We’re delighted to bring you Apple Rye Churros. A decadent treat with a wholesome, savory side. This one will have your friends, kids, neighbors, co-workers asking for the recipe. Chef Anthony does it again!

Here’s what you’ll need for the filling:
2 cups apples, cut into around 1/2 inch cubes with the skin still on. (We used McIntosh.)
1 cup water
1/2 cup sugar
Juice of 1 lime

And the pastry:
1 cup water
1 cup suger
1 cup rye flour (You can use either dark or light rye flour depending on preference!)

Other things you’ll need:
2 pastry bags and 1 pastry bag nozzle (See note below for secret adaptation.)
Enough vegetable oil to fill a frying pan a few inches deep
A food thermometer (If you like to live life on the edge without a thermometer because you “just know” when your oil is hot enough, we aren’t going to stop you!)
A drinking straw (If you happen to have a non-disposable one, that would work really well!)
Cinnamon and sugar blend for your finished churros to swim in.

Now that you have your stuff:

Mix the chopped apples, water, sugar and lime juice.

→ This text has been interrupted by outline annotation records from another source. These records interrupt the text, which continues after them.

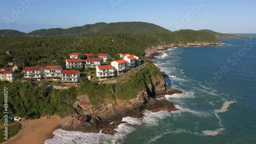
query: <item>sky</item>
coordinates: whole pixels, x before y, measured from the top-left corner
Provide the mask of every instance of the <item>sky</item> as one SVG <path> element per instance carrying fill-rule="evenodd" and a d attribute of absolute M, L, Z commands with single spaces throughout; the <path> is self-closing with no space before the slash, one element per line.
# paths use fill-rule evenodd
<path fill-rule="evenodd" d="M 224 33 L 256 33 L 256 1 L 0 1 L 0 30 L 28 33 L 119 21 L 153 23 L 172 31 L 210 29 Z"/>

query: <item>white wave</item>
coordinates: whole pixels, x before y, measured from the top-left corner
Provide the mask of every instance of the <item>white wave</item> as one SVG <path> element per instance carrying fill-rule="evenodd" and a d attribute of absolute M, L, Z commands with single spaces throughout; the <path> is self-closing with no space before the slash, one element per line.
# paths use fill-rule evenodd
<path fill-rule="evenodd" d="M 214 93 L 214 91 L 207 91 L 207 90 L 203 90 L 203 89 L 197 89 L 198 90 L 200 90 L 200 91 L 203 91 L 205 93 L 207 93 L 208 94 L 211 94 L 211 95 L 215 95 L 215 96 L 219 96 L 219 94 L 217 94 L 215 93 Z"/>
<path fill-rule="evenodd" d="M 157 126 L 161 119 L 170 116 L 171 113 L 167 111 L 160 111 L 152 112 L 147 110 L 142 112 L 144 116 L 142 119 L 143 122 L 147 125 Z"/>
<path fill-rule="evenodd" d="M 203 132 L 203 133 L 205 135 L 215 136 L 219 134 L 222 131 L 224 131 L 224 130 L 225 130 L 224 128 L 221 128 L 214 131 L 212 130 L 202 131 L 202 132 Z"/>
<path fill-rule="evenodd" d="M 120 143 L 126 136 L 135 130 L 127 124 L 122 124 L 116 129 L 118 132 L 114 135 L 99 133 L 83 133 L 57 129 L 53 132 L 52 139 L 45 141 L 45 144 L 68 143 Z"/>
<path fill-rule="evenodd" d="M 181 99 L 181 98 L 194 98 L 194 92 L 185 92 L 182 94 L 179 93 L 175 93 L 172 95 L 166 94 L 165 95 L 165 97 L 167 99 L 169 98 L 174 98 L 174 99 Z"/>
<path fill-rule="evenodd" d="M 127 122 L 132 125 L 140 125 L 142 123 L 141 118 L 136 118 L 132 117 L 125 117 L 122 119 L 122 122 Z"/>
<path fill-rule="evenodd" d="M 226 101 L 225 103 L 224 103 L 223 105 L 222 105 L 222 107 L 220 109 L 216 109 L 215 110 L 215 112 L 216 113 L 218 113 L 219 112 L 224 112 L 228 110 L 228 107 L 229 107 L 229 105 L 232 103 L 236 103 L 236 101 Z"/>
<path fill-rule="evenodd" d="M 198 84 L 199 84 L 199 85 L 201 87 L 202 87 L 202 88 L 204 88 L 204 89 L 211 89 L 211 88 L 209 88 L 209 87 L 206 87 L 206 86 L 205 86 L 204 85 L 202 85 L 202 83 L 203 83 L 200 82 L 200 83 L 198 83 Z"/>

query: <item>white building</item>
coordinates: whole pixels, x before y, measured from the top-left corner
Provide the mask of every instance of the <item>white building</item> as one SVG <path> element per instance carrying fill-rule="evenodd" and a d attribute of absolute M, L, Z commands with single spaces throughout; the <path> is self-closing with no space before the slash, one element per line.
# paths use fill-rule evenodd
<path fill-rule="evenodd" d="M 101 65 L 101 59 L 100 58 L 87 58 L 86 60 L 84 67 L 96 68 L 97 65 Z"/>
<path fill-rule="evenodd" d="M 77 59 L 78 58 L 78 56 L 81 55 L 82 54 L 79 53 L 72 53 L 69 55 L 69 57 L 71 59 Z"/>
<path fill-rule="evenodd" d="M 102 77 L 113 77 L 115 76 L 115 68 L 111 65 L 97 66 L 96 76 L 99 80 Z"/>
<path fill-rule="evenodd" d="M 12 82 L 15 80 L 14 73 L 7 67 L 0 68 L 0 80 Z"/>
<path fill-rule="evenodd" d="M 108 54 L 98 54 L 98 57 L 101 59 L 102 61 L 106 61 L 107 59 L 111 59 L 111 57 Z"/>
<path fill-rule="evenodd" d="M 66 67 L 67 68 L 72 68 L 73 67 L 82 67 L 82 62 L 83 60 L 80 58 L 77 59 L 67 59 L 66 60 Z"/>
<path fill-rule="evenodd" d="M 61 66 L 46 66 L 44 71 L 44 77 L 60 78 L 60 74 L 63 70 Z"/>
<path fill-rule="evenodd" d="M 119 71 L 123 71 L 124 70 L 129 69 L 130 63 L 124 59 L 116 60 L 111 62 L 111 65 L 115 67 L 115 70 L 117 71 L 117 75 L 119 75 Z"/>
<path fill-rule="evenodd" d="M 80 71 L 74 70 L 63 70 L 60 76 L 62 82 L 77 83 L 80 80 Z"/>
<path fill-rule="evenodd" d="M 22 70 L 22 74 L 25 79 L 40 79 L 42 77 L 44 68 L 39 66 L 27 66 Z"/>

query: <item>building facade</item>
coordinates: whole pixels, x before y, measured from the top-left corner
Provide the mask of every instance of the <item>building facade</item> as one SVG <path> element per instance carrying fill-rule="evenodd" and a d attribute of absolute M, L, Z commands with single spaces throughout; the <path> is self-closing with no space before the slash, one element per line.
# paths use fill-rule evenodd
<path fill-rule="evenodd" d="M 115 68 L 111 65 L 98 65 L 96 66 L 96 76 L 101 78 L 102 77 L 114 77 L 115 76 Z"/>
<path fill-rule="evenodd" d="M 44 77 L 60 78 L 63 67 L 61 66 L 46 66 L 44 70 Z"/>
<path fill-rule="evenodd" d="M 87 58 L 86 60 L 85 68 L 91 67 L 95 68 L 96 66 L 101 65 L 101 59 L 100 58 Z"/>
<path fill-rule="evenodd" d="M 44 68 L 39 66 L 27 66 L 22 74 L 25 79 L 40 79 L 43 76 Z"/>
<path fill-rule="evenodd" d="M 69 55 L 69 57 L 71 59 L 77 59 L 78 58 L 78 56 L 81 55 L 82 54 L 79 53 L 72 53 Z"/>
<path fill-rule="evenodd" d="M 72 68 L 74 67 L 82 67 L 82 62 L 83 60 L 80 58 L 77 59 L 67 59 L 66 60 L 66 67 L 67 68 Z"/>
<path fill-rule="evenodd" d="M 102 61 L 106 61 L 107 59 L 111 59 L 111 57 L 108 54 L 98 54 L 98 57 L 101 59 Z"/>
<path fill-rule="evenodd" d="M 61 72 L 60 81 L 62 83 L 77 83 L 80 80 L 80 71 L 74 70 L 63 70 Z"/>

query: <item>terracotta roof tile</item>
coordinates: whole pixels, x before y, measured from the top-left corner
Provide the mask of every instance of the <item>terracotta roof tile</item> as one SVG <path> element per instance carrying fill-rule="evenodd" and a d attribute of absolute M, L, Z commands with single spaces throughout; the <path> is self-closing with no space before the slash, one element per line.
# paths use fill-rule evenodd
<path fill-rule="evenodd" d="M 100 61 L 101 59 L 100 58 L 87 58 L 86 61 Z"/>
<path fill-rule="evenodd" d="M 98 65 L 97 66 L 100 70 L 114 69 L 114 67 L 111 65 Z"/>
<path fill-rule="evenodd" d="M 39 66 L 27 66 L 24 67 L 23 71 L 28 71 L 28 70 L 39 70 L 41 67 Z"/>
<path fill-rule="evenodd" d="M 45 67 L 45 69 L 59 69 L 61 68 L 61 66 L 47 66 Z"/>
<path fill-rule="evenodd" d="M 80 58 L 78 58 L 78 59 L 67 59 L 66 61 L 68 62 L 74 62 L 83 61 L 83 60 L 81 60 Z"/>
<path fill-rule="evenodd" d="M 116 60 L 116 61 L 118 63 L 126 63 L 128 62 L 127 61 L 124 60 L 124 59 L 121 59 L 121 60 Z"/>
<path fill-rule="evenodd" d="M 61 74 L 63 75 L 76 75 L 78 70 L 63 70 Z"/>

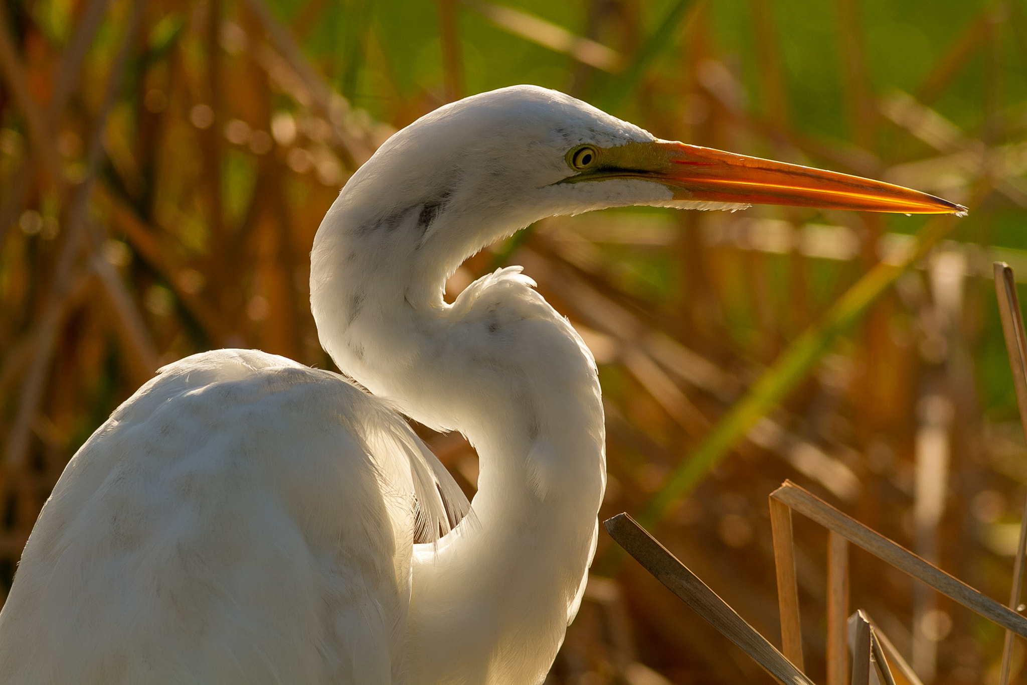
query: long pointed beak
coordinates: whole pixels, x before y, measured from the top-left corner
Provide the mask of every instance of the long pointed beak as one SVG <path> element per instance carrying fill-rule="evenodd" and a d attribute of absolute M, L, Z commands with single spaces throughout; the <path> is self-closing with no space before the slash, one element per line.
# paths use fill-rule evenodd
<path fill-rule="evenodd" d="M 890 183 L 684 143 L 635 143 L 599 152 L 597 168 L 592 174 L 596 180 L 620 177 L 658 181 L 674 191 L 675 199 L 904 214 L 966 214 L 961 204 Z M 576 178 L 585 180 L 589 170 Z"/>

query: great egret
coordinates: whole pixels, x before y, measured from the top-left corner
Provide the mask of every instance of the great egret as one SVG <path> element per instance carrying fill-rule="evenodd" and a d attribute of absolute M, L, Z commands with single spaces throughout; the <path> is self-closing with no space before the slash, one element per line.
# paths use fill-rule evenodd
<path fill-rule="evenodd" d="M 534 86 L 421 117 L 349 180 L 311 255 L 321 343 L 373 394 L 253 350 L 164 367 L 43 508 L 0 681 L 541 682 L 596 548 L 596 366 L 519 267 L 452 305 L 446 278 L 551 215 L 751 202 L 963 211 L 658 140 Z M 478 448 L 469 512 L 401 414 Z"/>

Put the mix in a saucepan over medium heat until apples are soft and the liquid has thickened a bit to a nice syrupy consistency. Blend until puréed. Set purée aside to cool.

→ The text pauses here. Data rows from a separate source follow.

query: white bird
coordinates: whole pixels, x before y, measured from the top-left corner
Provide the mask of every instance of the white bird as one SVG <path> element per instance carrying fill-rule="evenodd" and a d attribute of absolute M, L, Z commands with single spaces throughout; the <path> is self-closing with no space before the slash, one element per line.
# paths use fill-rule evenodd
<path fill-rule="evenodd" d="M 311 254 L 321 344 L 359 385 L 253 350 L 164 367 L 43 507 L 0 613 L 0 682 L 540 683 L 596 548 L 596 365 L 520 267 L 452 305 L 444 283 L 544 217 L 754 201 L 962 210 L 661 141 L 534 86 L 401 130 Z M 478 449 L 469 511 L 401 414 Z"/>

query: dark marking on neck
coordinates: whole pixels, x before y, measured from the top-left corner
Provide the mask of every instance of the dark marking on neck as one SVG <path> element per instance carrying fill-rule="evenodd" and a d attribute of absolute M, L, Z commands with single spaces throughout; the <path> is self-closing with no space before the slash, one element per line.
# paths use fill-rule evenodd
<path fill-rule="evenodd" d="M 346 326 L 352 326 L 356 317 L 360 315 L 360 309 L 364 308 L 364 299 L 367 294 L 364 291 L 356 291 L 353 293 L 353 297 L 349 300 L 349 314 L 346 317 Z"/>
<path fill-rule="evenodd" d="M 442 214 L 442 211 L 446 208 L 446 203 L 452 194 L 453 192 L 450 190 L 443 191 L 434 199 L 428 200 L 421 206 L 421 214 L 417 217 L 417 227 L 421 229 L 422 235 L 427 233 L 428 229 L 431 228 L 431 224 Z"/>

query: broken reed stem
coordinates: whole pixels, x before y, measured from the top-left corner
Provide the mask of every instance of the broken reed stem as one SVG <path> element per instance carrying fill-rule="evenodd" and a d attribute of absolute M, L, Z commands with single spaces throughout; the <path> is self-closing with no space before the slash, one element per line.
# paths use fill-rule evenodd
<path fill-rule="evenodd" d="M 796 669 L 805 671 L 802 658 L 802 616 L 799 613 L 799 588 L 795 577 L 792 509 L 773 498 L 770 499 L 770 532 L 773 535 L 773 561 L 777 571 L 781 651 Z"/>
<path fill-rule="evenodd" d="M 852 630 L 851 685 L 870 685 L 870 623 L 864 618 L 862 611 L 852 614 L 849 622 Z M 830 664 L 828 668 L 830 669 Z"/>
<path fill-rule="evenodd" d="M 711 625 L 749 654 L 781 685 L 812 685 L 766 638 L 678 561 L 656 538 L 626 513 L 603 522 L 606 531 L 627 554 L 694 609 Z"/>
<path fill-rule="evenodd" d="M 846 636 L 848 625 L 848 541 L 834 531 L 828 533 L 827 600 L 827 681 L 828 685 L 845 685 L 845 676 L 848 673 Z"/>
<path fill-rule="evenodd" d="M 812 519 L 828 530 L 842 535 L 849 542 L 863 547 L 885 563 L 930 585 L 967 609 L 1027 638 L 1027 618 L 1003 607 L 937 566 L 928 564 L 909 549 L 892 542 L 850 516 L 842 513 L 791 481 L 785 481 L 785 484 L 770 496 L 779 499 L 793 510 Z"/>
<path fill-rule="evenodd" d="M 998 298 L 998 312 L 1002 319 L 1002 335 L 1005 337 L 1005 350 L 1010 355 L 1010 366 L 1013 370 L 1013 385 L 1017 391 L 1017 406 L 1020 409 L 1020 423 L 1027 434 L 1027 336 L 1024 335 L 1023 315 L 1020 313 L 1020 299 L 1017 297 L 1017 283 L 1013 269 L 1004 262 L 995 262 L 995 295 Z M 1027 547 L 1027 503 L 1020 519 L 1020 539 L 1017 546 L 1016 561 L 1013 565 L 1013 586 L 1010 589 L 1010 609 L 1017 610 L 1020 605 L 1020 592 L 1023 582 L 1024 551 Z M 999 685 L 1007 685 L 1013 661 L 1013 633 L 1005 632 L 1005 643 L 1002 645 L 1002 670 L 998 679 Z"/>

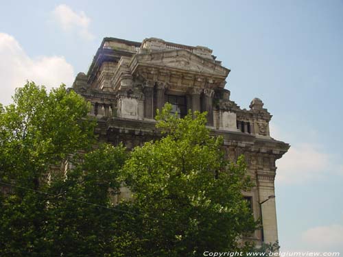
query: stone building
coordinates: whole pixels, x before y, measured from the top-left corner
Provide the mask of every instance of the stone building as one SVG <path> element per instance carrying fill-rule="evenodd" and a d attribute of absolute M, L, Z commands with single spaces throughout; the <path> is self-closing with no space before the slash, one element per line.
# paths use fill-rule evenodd
<path fill-rule="evenodd" d="M 275 161 L 289 145 L 270 137 L 272 115 L 261 99 L 252 99 L 246 110 L 230 99 L 224 88 L 229 73 L 207 47 L 154 38 L 141 42 L 105 38 L 87 75 L 78 73 L 73 88 L 91 102 L 99 140 L 123 142 L 129 149 L 158 136 L 154 117 L 165 102 L 181 117 L 189 109 L 208 112 L 208 127 L 224 138 L 228 158 L 244 154 L 255 180 L 257 186 L 244 194 L 255 218 L 262 215 L 263 229 L 250 239 L 274 242 Z"/>

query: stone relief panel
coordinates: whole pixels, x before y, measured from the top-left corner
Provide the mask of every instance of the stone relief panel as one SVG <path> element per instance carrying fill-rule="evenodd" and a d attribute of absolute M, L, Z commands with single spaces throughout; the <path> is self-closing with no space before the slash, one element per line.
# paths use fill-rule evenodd
<path fill-rule="evenodd" d="M 138 118 L 138 101 L 133 98 L 121 98 L 118 101 L 119 116 L 123 118 Z"/>
<path fill-rule="evenodd" d="M 237 131 L 236 114 L 230 112 L 221 112 L 220 129 Z"/>

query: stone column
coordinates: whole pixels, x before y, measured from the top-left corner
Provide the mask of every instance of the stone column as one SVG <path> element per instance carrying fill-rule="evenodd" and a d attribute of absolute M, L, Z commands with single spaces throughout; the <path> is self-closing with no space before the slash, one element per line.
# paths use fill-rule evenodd
<path fill-rule="evenodd" d="M 144 117 L 152 119 L 154 116 L 154 86 L 151 82 L 144 86 Z"/>
<path fill-rule="evenodd" d="M 257 171 L 257 190 L 259 201 L 268 199 L 270 196 L 275 195 L 274 172 Z M 274 243 L 278 240 L 276 210 L 275 199 L 272 198 L 260 205 L 262 214 L 264 242 Z"/>
<path fill-rule="evenodd" d="M 213 95 L 214 90 L 205 88 L 204 89 L 204 106 L 205 110 L 207 112 L 207 125 L 209 126 L 213 125 Z"/>
<path fill-rule="evenodd" d="M 95 103 L 91 103 L 90 114 L 91 115 L 95 115 Z"/>
<path fill-rule="evenodd" d="M 200 111 L 200 94 L 202 89 L 199 88 L 193 88 L 191 90 L 191 109 L 192 112 Z"/>
<path fill-rule="evenodd" d="M 97 117 L 102 117 L 104 116 L 104 112 L 103 112 L 103 104 L 102 103 L 97 103 Z"/>
<path fill-rule="evenodd" d="M 165 83 L 157 82 L 156 88 L 156 109 L 160 111 L 162 110 L 165 105 L 165 92 L 166 89 L 166 85 Z"/>

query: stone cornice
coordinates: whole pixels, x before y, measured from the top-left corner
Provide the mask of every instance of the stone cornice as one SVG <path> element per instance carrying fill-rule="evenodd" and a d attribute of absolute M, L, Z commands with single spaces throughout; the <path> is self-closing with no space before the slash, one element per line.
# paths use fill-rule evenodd
<path fill-rule="evenodd" d="M 168 62 L 172 59 L 173 62 Z M 204 77 L 221 79 L 221 81 L 224 80 L 230 73 L 229 69 L 187 50 L 136 54 L 130 64 L 132 74 L 139 66 L 144 66 L 150 69 L 154 68 L 188 75 L 201 75 Z"/>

Now, time to start your pastry. Combine the water and sugar in a saucepan over medium heat until the sugar is dissolved and mixture is syrupy. Then stir in your rye flour. It will be a sticky, pasty texture. Add this to a pastry bag with nozzle. Don’t tell Chef Anthony we said this, but you can always use a freezer bag with one corner snipped off. In this case, you’ll want to make sure your dough has cooled off sufficiently because freezer bags are not as sturdy as a pastry bag.

Heat oil to 350 degrees F (or until you “just know” it’s hot enough). Squeeze out little logs of about 3 inches and slice off directly into your hot oil. You’ll probably want to use kitchen scissors if you are using a bag without a metal tip so your logs have a clean break. Leave in oil until golden brown, scraping gently off the bottom of your pan if you encounter some stickage.

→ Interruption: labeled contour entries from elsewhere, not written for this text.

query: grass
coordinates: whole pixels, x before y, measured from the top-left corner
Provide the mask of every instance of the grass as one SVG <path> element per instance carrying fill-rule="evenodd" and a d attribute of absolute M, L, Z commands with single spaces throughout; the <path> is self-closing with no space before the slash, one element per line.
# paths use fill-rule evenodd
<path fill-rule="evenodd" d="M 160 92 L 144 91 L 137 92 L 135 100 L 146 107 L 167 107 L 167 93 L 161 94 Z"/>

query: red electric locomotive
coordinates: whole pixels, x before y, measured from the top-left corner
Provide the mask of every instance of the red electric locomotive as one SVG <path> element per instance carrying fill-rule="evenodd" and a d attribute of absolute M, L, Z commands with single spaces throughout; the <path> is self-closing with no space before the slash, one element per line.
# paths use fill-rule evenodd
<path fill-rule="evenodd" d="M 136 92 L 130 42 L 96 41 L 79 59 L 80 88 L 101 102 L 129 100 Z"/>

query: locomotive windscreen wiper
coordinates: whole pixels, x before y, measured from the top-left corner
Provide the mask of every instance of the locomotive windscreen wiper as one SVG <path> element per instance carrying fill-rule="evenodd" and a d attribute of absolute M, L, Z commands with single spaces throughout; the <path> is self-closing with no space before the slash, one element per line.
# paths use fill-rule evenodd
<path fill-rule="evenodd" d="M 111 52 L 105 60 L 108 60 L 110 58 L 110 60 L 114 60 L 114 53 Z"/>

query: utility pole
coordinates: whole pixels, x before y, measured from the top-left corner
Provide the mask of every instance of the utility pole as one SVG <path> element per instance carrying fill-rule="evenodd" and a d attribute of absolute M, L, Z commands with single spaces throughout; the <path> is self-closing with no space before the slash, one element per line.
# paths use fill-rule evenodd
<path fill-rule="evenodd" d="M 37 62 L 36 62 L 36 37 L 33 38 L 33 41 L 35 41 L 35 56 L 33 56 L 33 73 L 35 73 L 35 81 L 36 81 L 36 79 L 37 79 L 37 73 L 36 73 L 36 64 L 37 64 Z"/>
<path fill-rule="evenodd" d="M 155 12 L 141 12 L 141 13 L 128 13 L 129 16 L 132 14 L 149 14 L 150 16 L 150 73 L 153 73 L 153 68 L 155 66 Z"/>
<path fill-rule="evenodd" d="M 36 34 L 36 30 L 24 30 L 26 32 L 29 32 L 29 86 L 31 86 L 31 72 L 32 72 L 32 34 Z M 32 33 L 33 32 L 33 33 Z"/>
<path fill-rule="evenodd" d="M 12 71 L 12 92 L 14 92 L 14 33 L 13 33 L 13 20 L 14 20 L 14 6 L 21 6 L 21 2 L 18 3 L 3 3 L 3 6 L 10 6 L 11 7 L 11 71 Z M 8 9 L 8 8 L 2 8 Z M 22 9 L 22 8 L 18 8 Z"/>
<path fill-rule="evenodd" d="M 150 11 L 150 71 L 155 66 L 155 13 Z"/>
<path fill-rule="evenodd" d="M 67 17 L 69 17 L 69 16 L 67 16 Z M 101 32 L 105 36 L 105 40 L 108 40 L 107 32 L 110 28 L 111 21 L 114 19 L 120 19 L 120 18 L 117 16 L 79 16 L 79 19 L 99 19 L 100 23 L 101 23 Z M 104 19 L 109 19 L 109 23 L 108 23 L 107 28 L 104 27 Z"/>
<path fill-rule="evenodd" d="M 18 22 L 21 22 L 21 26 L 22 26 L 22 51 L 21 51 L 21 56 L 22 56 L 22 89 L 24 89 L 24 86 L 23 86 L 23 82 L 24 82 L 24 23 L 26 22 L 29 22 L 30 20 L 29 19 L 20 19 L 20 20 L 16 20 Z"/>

Once your churro pastries have cooled to the touch, snip the tips off each end. You’ll probably want to eat these and not throw them away because they are delicious. Now, gently hollow out the insides of the churros with your straw. Spoon your apple purée into a new pastry bag. (This one doesn’t need a metal tip.) Gently fill each churro with apple, going in from each end.

Roll your happy, little apple rye churros in a pile of luscious sugar cinnamon blend to finish then ENJOY!!